LA CONTRUCCIÓN DE UN MUNDO
“Decidimos rodar en Praga por una serie de razones”, nos dice Ducsay. “Algo más de la mitad de la película fue filmada en la República Checa, sobre todo exteriores y algunos decorados. Praga nos ofrecía mucho de lo que necesitábamos: un clima frío y lluvioso para los exteriores, un sinfín de extras con el aspecto físico que requeríamos y, sobre todo, edificios que tienen varios siglos de antigüedad”.

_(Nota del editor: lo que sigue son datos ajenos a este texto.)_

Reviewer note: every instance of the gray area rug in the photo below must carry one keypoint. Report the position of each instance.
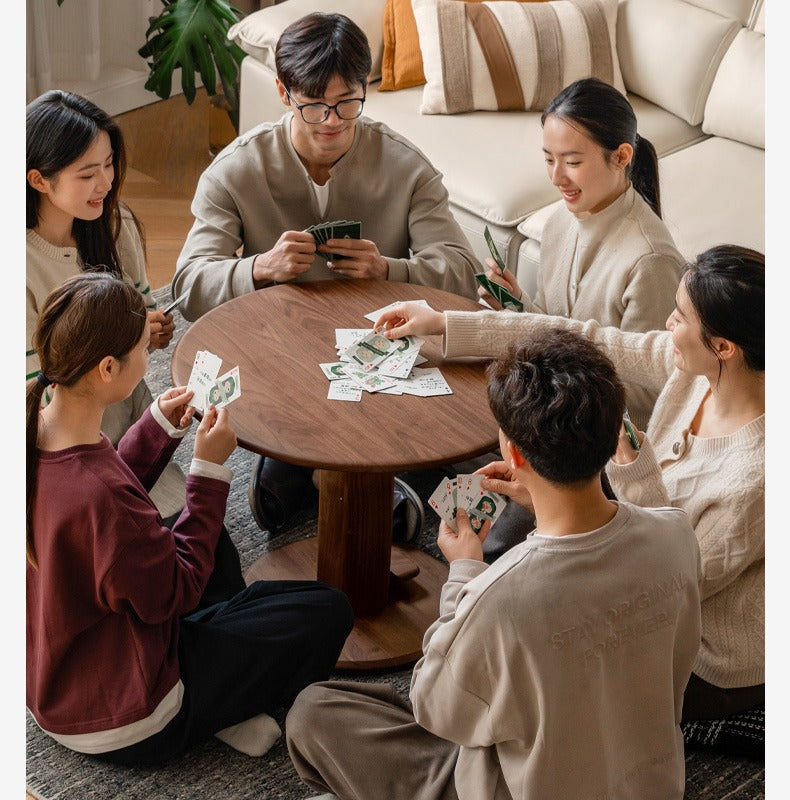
(214, 771)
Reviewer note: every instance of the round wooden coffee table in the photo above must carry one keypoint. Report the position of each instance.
(277, 337)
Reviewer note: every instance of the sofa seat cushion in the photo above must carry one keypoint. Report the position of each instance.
(714, 193)
(736, 103)
(670, 50)
(492, 162)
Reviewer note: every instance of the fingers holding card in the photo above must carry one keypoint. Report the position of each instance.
(466, 491)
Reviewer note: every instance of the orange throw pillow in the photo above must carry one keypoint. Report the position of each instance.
(401, 63)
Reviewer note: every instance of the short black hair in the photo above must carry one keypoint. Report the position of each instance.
(559, 399)
(316, 47)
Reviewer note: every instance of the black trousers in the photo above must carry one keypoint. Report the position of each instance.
(245, 656)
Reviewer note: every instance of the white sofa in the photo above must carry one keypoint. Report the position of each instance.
(694, 71)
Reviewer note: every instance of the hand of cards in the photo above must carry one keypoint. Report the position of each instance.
(338, 229)
(208, 388)
(466, 491)
(496, 290)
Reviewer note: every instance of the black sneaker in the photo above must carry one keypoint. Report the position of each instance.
(408, 514)
(277, 491)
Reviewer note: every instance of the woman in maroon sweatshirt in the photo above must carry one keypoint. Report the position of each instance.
(119, 663)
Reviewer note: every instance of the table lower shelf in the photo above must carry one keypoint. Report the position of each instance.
(391, 638)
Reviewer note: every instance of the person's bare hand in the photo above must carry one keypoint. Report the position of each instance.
(506, 279)
(464, 543)
(292, 255)
(215, 439)
(625, 452)
(174, 405)
(409, 319)
(362, 258)
(162, 327)
(500, 479)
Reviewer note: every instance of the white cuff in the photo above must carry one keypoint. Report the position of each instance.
(164, 422)
(208, 469)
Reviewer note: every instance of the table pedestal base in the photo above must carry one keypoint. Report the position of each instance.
(391, 638)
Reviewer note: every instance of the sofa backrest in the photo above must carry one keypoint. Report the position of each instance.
(670, 50)
(735, 107)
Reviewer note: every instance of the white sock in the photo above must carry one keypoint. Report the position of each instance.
(254, 736)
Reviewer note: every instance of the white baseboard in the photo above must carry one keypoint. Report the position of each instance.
(121, 89)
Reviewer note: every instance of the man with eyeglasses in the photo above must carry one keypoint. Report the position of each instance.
(321, 161)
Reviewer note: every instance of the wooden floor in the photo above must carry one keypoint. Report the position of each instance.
(167, 148)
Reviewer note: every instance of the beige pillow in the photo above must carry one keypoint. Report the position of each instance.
(736, 103)
(257, 33)
(511, 56)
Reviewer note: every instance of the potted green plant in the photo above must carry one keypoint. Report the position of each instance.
(192, 35)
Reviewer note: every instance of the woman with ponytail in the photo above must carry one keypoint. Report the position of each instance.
(124, 661)
(606, 255)
(76, 222)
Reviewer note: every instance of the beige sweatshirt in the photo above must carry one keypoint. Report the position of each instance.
(619, 267)
(719, 482)
(257, 188)
(560, 669)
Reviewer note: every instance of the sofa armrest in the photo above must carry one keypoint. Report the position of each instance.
(257, 33)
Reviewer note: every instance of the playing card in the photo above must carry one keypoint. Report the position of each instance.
(344, 390)
(225, 389)
(345, 337)
(374, 315)
(343, 229)
(334, 370)
(499, 293)
(488, 506)
(426, 382)
(369, 381)
(371, 350)
(399, 362)
(204, 372)
(442, 501)
(493, 249)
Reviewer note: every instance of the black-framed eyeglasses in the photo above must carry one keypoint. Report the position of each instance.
(315, 113)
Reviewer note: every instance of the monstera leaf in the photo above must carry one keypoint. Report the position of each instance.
(192, 34)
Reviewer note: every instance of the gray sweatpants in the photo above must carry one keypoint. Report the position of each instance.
(360, 741)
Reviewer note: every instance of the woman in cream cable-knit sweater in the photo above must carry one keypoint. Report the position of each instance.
(605, 254)
(704, 449)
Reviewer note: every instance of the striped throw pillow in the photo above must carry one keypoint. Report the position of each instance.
(511, 56)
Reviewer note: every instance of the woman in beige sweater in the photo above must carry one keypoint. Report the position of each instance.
(703, 451)
(606, 254)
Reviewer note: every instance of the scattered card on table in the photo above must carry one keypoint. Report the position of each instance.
(344, 390)
(426, 382)
(371, 350)
(334, 370)
(374, 315)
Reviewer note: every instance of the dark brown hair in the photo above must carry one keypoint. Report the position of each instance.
(726, 286)
(318, 46)
(60, 127)
(609, 120)
(558, 398)
(90, 316)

Algunas localizaciones encajaban con la visión fantástica que Sommers tiene de la Europa del siglo XIX, pero fue necesario construir muchos decorados en la República Checa (Estudios Barrandov y Estudios Praga) y otros en California (Estudios Playa Vista en Los Ángeles y Estudios Downey). El decorado más espectacular, sin lugar a dudas, es la reconstrucción de un pueblo de Transilvania en Kunratice, al lado de Praga, con plaza mayor, dos cementerios y más de una docena de estructuras de estilo “hiper” gótico, entre las que hay una iglesia con campanario de flecha.
Ducsay añade: “En los estudios Downey construimos el salón de entrada del castillo de Drácula, dos torres y un puente. Lo curioso es que tuvimos que construir el salón fuera de los platós, no cabía dentro, a pesar de ser un interior. Sólo rodábamos allí de noche, ninguna escena transcurría durante el día”.